- DVD Cover
- Directed by: S. Jai Shankar
- Written by: S. Jai Shankar Thambi Ramaiah (dialogues)
- Starring: Appukutty; Thambi Ramaiah; Swati;
- Cinematography: Agu Ajmal
- Edited by: C. S. Prem
- Music by: Udhayan
- Production companies: Suji Pictures Rathna Cinemas
- Release date: 7 September 2012;
- Country: India
- Language: Tamil

= Mannaru =

2012 Indian Tamil-language film by Jai Shankar

Mannaru is a 2012 Indian Tamil-language drama film written and directed by S. Jai Shankar and starring Appukutty, Thambi Ramaiah, and Swathi.

== Soundtrack ==
The music was composed by Udhayan.

| No. | Title | Singer(s) | Length |
|---|---|---|---|
| 1. | "Dappa Dappa" | Kampadi Amali, Vaigai Kovith, Vaigai Selvi, Krishnaraj |  |
| 2. | "Do Do Dubai" | Udhayan |  |
| 3. | "Dubu Dubu Dubaayie" | Bavan |  |
| 4. | "Ingu Ethvum Sariyila" | Velmurugan |  |
| 5. | "Ooraiyellam Kaaval" | S. P. Sailaja, Krishnaraj |  |

== Reception ==
A critic from The Times of India gave the film 2/5 and criticised the subplot and numerous flashbacks. A critic from News18 wrote that "The highlight is Jai Shankar's sincere attempt to stay away from the clich's. The film begins on a sweet note and proceeds the same way all through".

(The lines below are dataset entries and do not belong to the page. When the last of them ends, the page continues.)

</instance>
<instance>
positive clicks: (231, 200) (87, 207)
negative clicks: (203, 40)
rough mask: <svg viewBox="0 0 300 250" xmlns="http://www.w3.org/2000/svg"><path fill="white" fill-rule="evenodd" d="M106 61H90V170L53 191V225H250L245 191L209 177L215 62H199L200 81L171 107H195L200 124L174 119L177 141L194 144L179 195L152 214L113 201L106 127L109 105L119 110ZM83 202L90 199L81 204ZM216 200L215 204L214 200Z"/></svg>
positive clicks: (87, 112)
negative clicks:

A critic from Sify wrote that "Once again Appukutty goes through the village simpleton act which he does with consummate ease, in a film which has no story or script". A critic from Maalai Malar praised the film, but called the concept old. A critic from Dinamalar called the film average, but praised Appukutty's performance.